- Sara Fischer
- Oct 6
Snapchat's new Facebook weapon: Maps
Snap CEO Evan Spiegel says Maps are part of the company’s secret sauce. Photo: Snap Maps
Snapchat has seen nearly 40% growth in Stories submissions since launching Snap Maps, Axios has learned. The Venice Beach company believes that Maps are a part of a tool set that empowers users to get creative and express themselves, which CEO Evan Spiegel thinks will drive the company to compete with rivals Facebook and Instagram in the long-term.
Why it matters: Investors have been concerned about Snapchat's value proposition ever since Instagram successfully launched a rival Stories feature last summer, which put a dent in Snap's user growth. But Snapchat thinks it can take on Instagram and its parent company Facebook with user engagement — spurred by camera creativity — which creates more opportunities for advertisers.
Early engagement success through Maps, where users can upload and share content from around the world in seconds, suggests they are on the right track. "We fundamentally believe that by empowering self expression for everyone, we will grow our business," Spiegel said Monday at the Vanity Fair Establishment Summit.
By the numbers:
- Snapchat expects over a trillion Snaps to be sent this year — roughly 3 billion per day, with daily active users opening the app 20 times per day.
- Sixty percent of its daily users create content on the platform daily, and more than one third of daily users engage with Snapchat's augmented reality technology — putting Snapchat far ahead of both Apple and Facebook in AR use.

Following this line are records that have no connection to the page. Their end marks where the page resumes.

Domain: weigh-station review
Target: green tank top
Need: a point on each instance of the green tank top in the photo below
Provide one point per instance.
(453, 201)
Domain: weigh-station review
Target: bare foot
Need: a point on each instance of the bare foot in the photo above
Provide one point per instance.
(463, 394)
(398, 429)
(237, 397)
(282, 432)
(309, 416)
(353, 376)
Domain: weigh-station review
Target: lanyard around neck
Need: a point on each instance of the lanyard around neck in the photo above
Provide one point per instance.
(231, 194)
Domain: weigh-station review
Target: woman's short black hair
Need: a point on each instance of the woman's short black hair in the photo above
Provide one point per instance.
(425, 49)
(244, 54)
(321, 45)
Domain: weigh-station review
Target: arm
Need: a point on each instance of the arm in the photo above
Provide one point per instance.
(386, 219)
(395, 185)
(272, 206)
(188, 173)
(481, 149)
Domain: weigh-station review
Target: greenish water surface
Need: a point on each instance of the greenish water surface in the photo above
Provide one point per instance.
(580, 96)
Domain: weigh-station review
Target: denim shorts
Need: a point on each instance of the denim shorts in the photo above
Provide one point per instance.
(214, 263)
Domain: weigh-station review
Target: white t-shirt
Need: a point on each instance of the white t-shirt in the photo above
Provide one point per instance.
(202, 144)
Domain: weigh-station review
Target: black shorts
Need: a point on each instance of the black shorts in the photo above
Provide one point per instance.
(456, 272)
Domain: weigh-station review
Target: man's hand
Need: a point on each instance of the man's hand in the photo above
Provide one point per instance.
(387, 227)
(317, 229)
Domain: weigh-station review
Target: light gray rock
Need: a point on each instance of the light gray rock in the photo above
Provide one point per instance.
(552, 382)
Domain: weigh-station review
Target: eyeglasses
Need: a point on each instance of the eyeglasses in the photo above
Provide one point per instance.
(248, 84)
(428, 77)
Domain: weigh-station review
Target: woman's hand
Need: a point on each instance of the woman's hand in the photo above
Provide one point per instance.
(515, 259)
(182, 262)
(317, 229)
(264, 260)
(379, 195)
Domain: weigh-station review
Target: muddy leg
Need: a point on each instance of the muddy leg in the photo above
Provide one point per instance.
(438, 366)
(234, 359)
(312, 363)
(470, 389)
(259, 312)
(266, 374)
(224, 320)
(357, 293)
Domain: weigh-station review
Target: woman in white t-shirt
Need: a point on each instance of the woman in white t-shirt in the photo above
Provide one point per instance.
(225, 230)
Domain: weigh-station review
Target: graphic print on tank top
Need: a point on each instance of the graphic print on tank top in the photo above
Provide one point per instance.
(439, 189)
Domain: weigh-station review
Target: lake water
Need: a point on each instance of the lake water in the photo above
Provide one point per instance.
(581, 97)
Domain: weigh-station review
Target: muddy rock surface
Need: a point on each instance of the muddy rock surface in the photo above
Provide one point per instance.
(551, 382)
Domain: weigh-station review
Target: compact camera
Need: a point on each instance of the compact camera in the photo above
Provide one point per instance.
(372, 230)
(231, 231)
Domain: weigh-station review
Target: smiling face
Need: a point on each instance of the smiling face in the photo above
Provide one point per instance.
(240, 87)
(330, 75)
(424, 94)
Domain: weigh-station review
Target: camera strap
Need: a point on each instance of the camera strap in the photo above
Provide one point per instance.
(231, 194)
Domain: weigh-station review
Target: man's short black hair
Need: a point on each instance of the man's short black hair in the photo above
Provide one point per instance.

By comparison, Facebook has seen a decline in page engagement.
- In Q2, users under 25 spent more than 40 minutes per day on the app and users 25 and over spent more than 20 minutes per day on the app. By comparison, Instagram users under 25 spend 32 minutes per day on the app, and users over 25 spend 24 minutes a day on the app.

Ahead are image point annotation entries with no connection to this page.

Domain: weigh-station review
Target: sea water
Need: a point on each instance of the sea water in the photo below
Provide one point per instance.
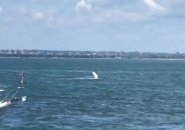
(61, 94)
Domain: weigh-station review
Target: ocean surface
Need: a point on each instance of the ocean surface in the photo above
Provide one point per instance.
(61, 94)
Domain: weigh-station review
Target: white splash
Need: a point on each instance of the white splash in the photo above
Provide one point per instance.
(95, 75)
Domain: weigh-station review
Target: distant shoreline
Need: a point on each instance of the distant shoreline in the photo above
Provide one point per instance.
(155, 59)
(90, 55)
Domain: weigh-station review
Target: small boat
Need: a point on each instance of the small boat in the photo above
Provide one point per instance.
(95, 75)
(10, 95)
(4, 103)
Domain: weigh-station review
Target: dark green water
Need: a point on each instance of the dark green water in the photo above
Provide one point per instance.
(131, 94)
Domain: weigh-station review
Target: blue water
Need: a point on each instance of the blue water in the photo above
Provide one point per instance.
(130, 94)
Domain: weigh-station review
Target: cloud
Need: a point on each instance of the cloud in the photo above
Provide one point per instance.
(153, 5)
(38, 15)
(83, 5)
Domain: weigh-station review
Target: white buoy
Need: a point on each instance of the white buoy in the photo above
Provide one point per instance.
(95, 75)
(4, 104)
(23, 98)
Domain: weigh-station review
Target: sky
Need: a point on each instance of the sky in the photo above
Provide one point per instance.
(93, 25)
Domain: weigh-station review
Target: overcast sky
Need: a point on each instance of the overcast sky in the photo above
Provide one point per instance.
(117, 25)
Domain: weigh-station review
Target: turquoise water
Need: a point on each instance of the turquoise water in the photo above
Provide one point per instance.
(130, 94)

The bottom line: Spiegel thinks this is Snap's secret sauce. "One of the challenges we see on other services ... is you start with this layer of judgment rather than your own experience," he said. "I think that can be really limiting because it's almost paralyzing to think that anything you create is going to be judged by millions and millions of people."
"You have to build a new system that empowers people to express themselves. And that system has to be free of the judgment that I think many people experience today ... Instead of having creativity be controlled by a few people, it democratizes and opens up the ability for the individual to be creative."